A New Cost-Benefit Regulation Test
The Obama Environmental Protection Agency forced dozens of coal plants into premature retirement with its mercury rule that was belatedly struck down by the Supreme Court. While those plants can’t be restored, the Trump EPA is at long last reinstating more rigorous cost-benefit analysis to its rule-making.
As is its wont, the Obama EPA bent the law to its political agenda by mandating in 2012 that coal plants apply stringent mercury emissions controls. Section 112 of the Clean Air Act provides that the EPA may regulate “hazardous air pollutants” such as mercury from power plants “if the Administrator finds such a regulation is appropriate and necessary.”
But EPA failed to consider the cost of regulating mercury to determine whether doing so would be appropriate.

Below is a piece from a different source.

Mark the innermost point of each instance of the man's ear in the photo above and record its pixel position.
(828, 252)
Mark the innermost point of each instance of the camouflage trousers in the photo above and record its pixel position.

EPA estimated that its mercury rule would cost consumers and the electric industry $9.6 billion annually—among the most expensive rules in the Federal Register—only after finalizing regulations.
The agency also calculated that the mercury rule would yield only $4 million to $6 million annually in direct benefits. But the agency puffed up the figures to $37 billion to $90 billion by claiming “co-benefits” from cutting emissions of particulate matter and sulfur dioxide, which are not regulated under Section 112’s “hazardous air pollutants” program.
In Michigan v. EPA (2015), Justice Antonin Scalia concluded that it is not “even rational, never mind ‘appropriate,’ to impose billions of dollars in economic costs in return for a few dollars in health or environmental benefits.” He added that “even if the Agency could have considered ancillary benefits when deciding whether regulation is appropriate and necessary—a point we need not address—it plainly did not do so” until later.